Last but not least, forest recultivation research is concerned with the use of soil-improving substances and fertilisers. Field trials and technical experiments are carried out for this purpose.


In the course of general global warming, an increase in the annual mean temperature in our region of around one degree Celsius since the 1960s can be demonstrated. This worrying trend is continuing. A further warming of 2.3 to 3.5 degrees Celsius is expected by the end of the century – depending on the climate scenario. By contrast, the further development of precipitation remains quite unclear. This makes it all the more necessary to develop forward-looking adaptation strategies that can cope with forecast uncertainties.

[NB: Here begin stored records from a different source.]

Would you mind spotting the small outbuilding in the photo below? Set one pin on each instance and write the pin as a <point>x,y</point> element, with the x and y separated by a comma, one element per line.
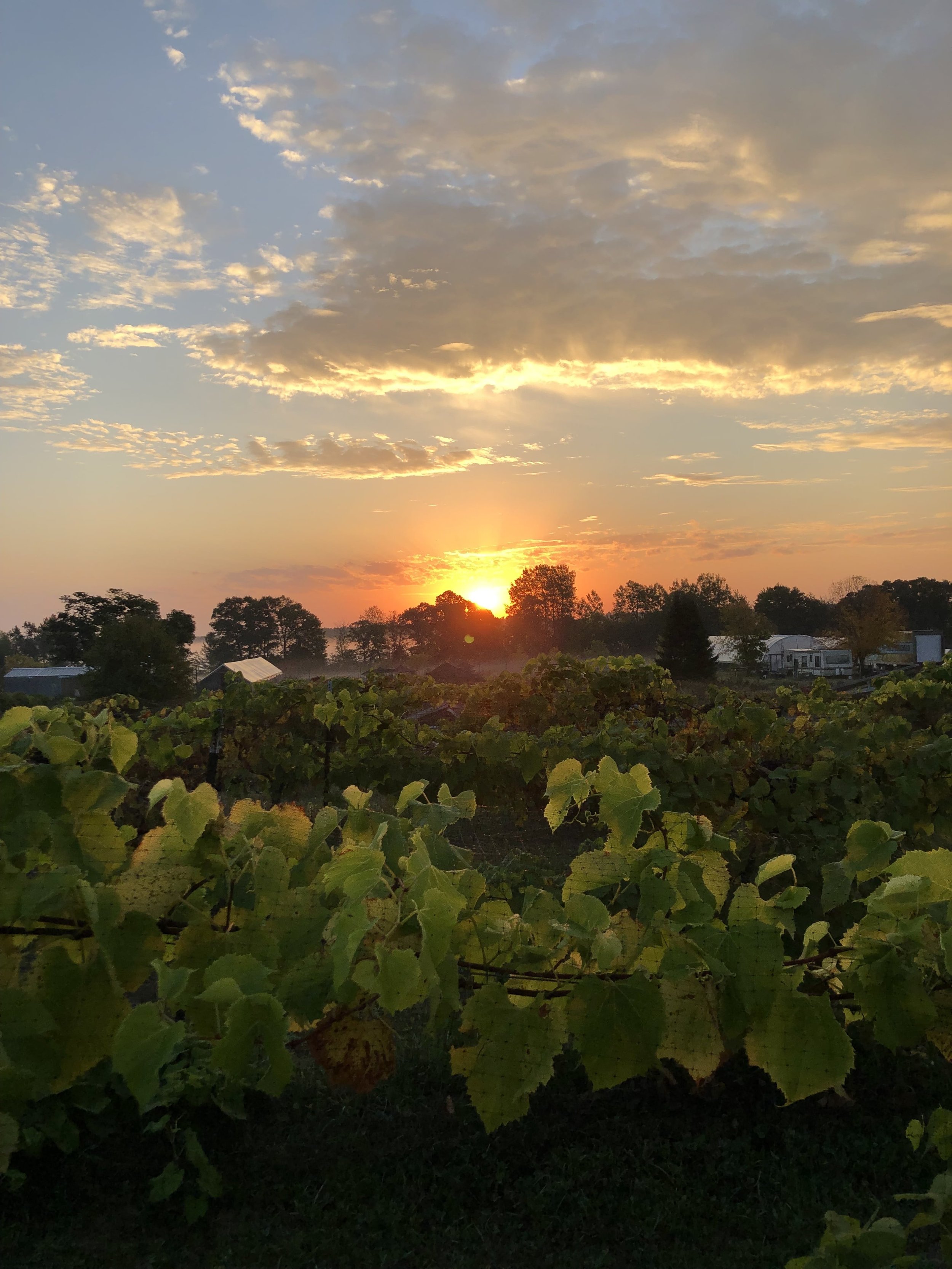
<point>48,681</point>
<point>916,648</point>
<point>254,670</point>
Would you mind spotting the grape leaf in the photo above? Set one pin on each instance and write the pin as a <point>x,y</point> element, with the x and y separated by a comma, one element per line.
<point>87,1009</point>
<point>617,1027</point>
<point>594,870</point>
<point>513,1055</point>
<point>10,1136</point>
<point>357,1054</point>
<point>252,1020</point>
<point>141,1047</point>
<point>891,994</point>
<point>800,1045</point>
<point>124,744</point>
<point>692,1036</point>
<point>567,785</point>
<point>13,723</point>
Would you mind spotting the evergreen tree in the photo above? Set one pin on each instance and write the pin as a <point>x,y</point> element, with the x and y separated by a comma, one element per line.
<point>684,648</point>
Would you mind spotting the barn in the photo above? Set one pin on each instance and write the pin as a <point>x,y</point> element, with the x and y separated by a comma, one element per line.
<point>48,681</point>
<point>254,670</point>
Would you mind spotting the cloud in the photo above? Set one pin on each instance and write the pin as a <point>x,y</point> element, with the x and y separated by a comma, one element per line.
<point>145,252</point>
<point>30,273</point>
<point>35,385</point>
<point>53,192</point>
<point>704,203</point>
<point>928,429</point>
<point>459,569</point>
<point>941,314</point>
<point>177,455</point>
<point>703,479</point>
<point>121,337</point>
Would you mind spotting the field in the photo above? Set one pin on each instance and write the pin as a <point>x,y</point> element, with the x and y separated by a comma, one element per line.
<point>669,1155</point>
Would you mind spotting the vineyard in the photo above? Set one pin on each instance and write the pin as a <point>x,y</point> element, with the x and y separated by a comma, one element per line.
<point>278,896</point>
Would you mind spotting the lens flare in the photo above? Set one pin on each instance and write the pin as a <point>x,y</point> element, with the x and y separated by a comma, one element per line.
<point>492,595</point>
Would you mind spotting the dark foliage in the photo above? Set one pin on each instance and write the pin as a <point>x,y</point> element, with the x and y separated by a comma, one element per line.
<point>791,611</point>
<point>137,656</point>
<point>67,637</point>
<point>244,627</point>
<point>927,603</point>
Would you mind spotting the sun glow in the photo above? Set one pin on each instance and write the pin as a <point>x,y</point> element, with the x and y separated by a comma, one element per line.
<point>489,594</point>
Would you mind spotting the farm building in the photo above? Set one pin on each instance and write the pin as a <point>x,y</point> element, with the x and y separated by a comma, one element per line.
<point>791,654</point>
<point>254,670</point>
<point>46,681</point>
<point>916,648</point>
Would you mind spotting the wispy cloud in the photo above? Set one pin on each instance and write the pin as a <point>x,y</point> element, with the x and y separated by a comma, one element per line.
<point>701,479</point>
<point>609,217</point>
<point>941,314</point>
<point>177,455</point>
<point>928,429</point>
<point>36,385</point>
<point>692,542</point>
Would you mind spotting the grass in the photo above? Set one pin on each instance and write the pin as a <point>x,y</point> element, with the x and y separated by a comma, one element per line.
<point>649,1176</point>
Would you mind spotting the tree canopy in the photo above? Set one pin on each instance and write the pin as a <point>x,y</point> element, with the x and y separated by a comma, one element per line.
<point>244,627</point>
<point>790,611</point>
<point>541,599</point>
<point>139,656</point>
<point>684,648</point>
<point>926,601</point>
<point>866,621</point>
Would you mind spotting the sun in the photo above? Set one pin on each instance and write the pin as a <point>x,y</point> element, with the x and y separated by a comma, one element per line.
<point>488,594</point>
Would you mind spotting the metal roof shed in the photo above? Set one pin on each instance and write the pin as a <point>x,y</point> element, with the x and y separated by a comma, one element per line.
<point>254,670</point>
<point>46,681</point>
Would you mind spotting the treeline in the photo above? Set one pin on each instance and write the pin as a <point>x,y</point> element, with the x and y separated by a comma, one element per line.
<point>545,612</point>
<point>131,648</point>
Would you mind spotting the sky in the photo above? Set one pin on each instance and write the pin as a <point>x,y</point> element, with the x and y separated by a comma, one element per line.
<point>357,304</point>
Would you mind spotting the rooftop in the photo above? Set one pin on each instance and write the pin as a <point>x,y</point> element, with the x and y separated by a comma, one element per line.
<point>48,672</point>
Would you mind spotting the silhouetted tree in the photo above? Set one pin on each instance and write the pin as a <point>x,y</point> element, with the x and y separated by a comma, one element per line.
<point>635,599</point>
<point>140,656</point>
<point>454,626</point>
<point>243,627</point>
<point>68,635</point>
<point>541,603</point>
<point>927,603</point>
<point>790,611</point>
<point>684,648</point>
<point>747,631</point>
<point>710,592</point>
<point>867,620</point>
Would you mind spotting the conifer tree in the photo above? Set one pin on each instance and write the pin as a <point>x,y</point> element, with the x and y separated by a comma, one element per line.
<point>684,648</point>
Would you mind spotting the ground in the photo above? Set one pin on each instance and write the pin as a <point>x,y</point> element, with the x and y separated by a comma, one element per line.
<point>652,1176</point>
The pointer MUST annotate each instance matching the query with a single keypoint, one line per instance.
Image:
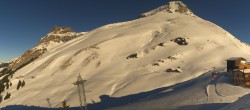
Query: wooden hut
(241, 77)
(236, 63)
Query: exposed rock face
(172, 7)
(55, 37)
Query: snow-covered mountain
(160, 49)
(56, 36)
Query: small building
(241, 77)
(236, 63)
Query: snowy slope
(126, 58)
(202, 93)
(241, 104)
(55, 37)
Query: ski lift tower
(81, 92)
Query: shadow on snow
(108, 102)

In the “Climate Risk Region of Lusatia”, as in open-air laboratories, different tree species and forest structures can be evaluated in terms of their climate and location dependency. FIB e.V. is currently investigating around 50 forest ecosystems typical of the region in terms of hydrology, soil and growth. Annual ring analyses provide information on forest development to date, but also on the reaction of tree species to extreme events.

After the summers of the century in 2018 and 2019, drastic losses in growth and vitality can be demonstrated. While the common pine, for example, is particularly susceptible to heat, Sessile Oaks and Birches react sensitively to precipitation deficits if the trees have had enough water available to produce abundant biomass by then.

Are dump forests and other forests on special sites stable in the long term? How sustainable is forest recultivation and how should the forest functions be assessed overall? Which tree species, origins and genotypes are particularly suitable?

At the FIB e.V. such and other ecological questions are answered with different methods. For example, water and material balance studies are carried out to characterise the system behaviour in more detail. Using complex forest growth simulations linked to climate scenarios, the future development of wood growth can be estimated. Particular attention is paid to mixed and unevenly aged stands.

Ecophysiological studies, for example on photosynthesis efficiency, provide information on the general vitality and drought or heat tolerance of woody plants. It can therefore be assumed that the growth pattern to date does not allow conclusions to be drawn about future forest growth. On the other hand, woody plants can adapt to environmental changes much more than previously assumed, be it through epigenetic mechanisms or adapted shape proportions.

For some time now, our research activities have concentrated on the conversion of site-unfavourable pure coniferous wood stands into near-natural mixed forests with a high proportion of hardwoods. This concerns both dump reforestation and “grown” forests. In this context, we are also testing new technologies for timber harvesting and logging. For example, since 2010 and in cooperation with the Brandenburg State Forestry Service, FIB e.V. has been conducting extensive technical trials under practical conditions.

The measures will be economically and environmentally sound, in particular to protect the soil from permanent damage and to ensure the passability of return routes. In addition to more “classical” soil-physical methods, such as the determination of pore size distribution or in-situ measurements of water infiltration, innovative imaging and analytical measuring methods are also used. High-resolution close-range photogrammetry is particularly promising as an alternative to terrestrial laser scanning (LiDAR).

Another key issue is the minimisation of nutrient exports in forest use. To this end, the nutrient stocks in the individual tree compartments are determined on the basis of biomass functions and sample tree felling, and transferred to the stand or timber harvesting measure via yield measurements.